Comparison of the immunocytochemical localization of DARPP‐32 and I‐1 in the amygdala and hippocampus of the rhesus monkey

Abstract Dopamine and adenosine 3′:5′‐monophosphate (cAMP) regulated phosphoprotein of M r 32 kDa (DARPP‐32) and phosphatase inhibitor 1 (I‐1) have been associated with intracellular signal transduction processes and share several biochemical features. Localization of each phosphoprotein in distinct neural structures will aid investigation of their physiologic properties and help identify their unique roles in the nervous system. We have compared the distribution of the two phosphoproteins in the amygdala and hippocampus of the rhesus monkey with the aid of immunocytochemical procedures.
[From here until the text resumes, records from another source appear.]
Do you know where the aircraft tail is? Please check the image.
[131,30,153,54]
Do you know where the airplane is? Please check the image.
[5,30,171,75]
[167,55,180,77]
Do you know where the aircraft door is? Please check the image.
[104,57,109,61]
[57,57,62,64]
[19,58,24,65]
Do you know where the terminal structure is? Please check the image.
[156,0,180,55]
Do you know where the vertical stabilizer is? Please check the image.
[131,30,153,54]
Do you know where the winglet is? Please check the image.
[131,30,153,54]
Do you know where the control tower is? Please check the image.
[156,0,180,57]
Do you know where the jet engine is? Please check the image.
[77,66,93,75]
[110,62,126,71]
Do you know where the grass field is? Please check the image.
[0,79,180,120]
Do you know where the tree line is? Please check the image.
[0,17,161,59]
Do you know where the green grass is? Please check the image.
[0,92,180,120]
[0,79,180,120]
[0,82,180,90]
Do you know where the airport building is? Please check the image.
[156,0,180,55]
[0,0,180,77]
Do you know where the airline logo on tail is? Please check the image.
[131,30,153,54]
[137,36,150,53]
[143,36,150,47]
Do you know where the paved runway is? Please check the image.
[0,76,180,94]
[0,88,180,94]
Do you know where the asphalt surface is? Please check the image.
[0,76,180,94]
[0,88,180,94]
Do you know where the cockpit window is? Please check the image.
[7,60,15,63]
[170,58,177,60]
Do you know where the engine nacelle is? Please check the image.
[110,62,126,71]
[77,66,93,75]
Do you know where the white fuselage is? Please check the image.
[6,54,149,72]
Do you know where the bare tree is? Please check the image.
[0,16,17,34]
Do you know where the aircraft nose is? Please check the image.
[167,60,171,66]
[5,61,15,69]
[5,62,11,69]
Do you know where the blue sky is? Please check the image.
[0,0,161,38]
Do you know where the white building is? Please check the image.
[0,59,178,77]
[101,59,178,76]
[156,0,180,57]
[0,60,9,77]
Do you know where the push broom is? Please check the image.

Neurons immunoreactive to antibodies raised against the phosphoproteins DARPP‐32 and I‐1 were noted in the cortical, central, and components of the basal group, including the basomedial, the lateral, and to a lesser extent, the basolateral amygdaloid nuclei. Within the large basal nuclei positive neurons were found preferentially in their medial and ventral subdivisions. By making a direct comparison in the same animals, we observed differences in the distribution of the two phosphoproteins in the amygdala. DARPP‐32 and I‐1 positive neurons overlapped partially in the basal nuclei, to a lesser extent in the cortical, but were segregated in the central amygdaloid nucleus with neurons positive for DARPP‐32 noted laterally, and for I‐1 medially. In contrast to the amygdala, where numerous DARPP‐32 and I‐1 positive neurons were observed, only I‐1 had a notable presence in the hippocampus. Moreover, I‐1 associated label was found only in neurons in the granule cell layer of the dentate gyrus, their dendritic plexus, and axons which innervate hilar and CA3 neurons. DARPP‐32 and I‐1 are intracellular messengers associated with signal transduction. Their regional distribution in the amygdala and the hippocampus suggests an involvement in the level of excitability of specific components of these limbic structures. Moreover, our results suggest that I‐1 has a unique role in the intrinsic circuitry of the hippocampal formation and indicate a system where the physiologic properties of I‐1 may be studied in isolation. © 1993 Wiley‐Liss, Inc.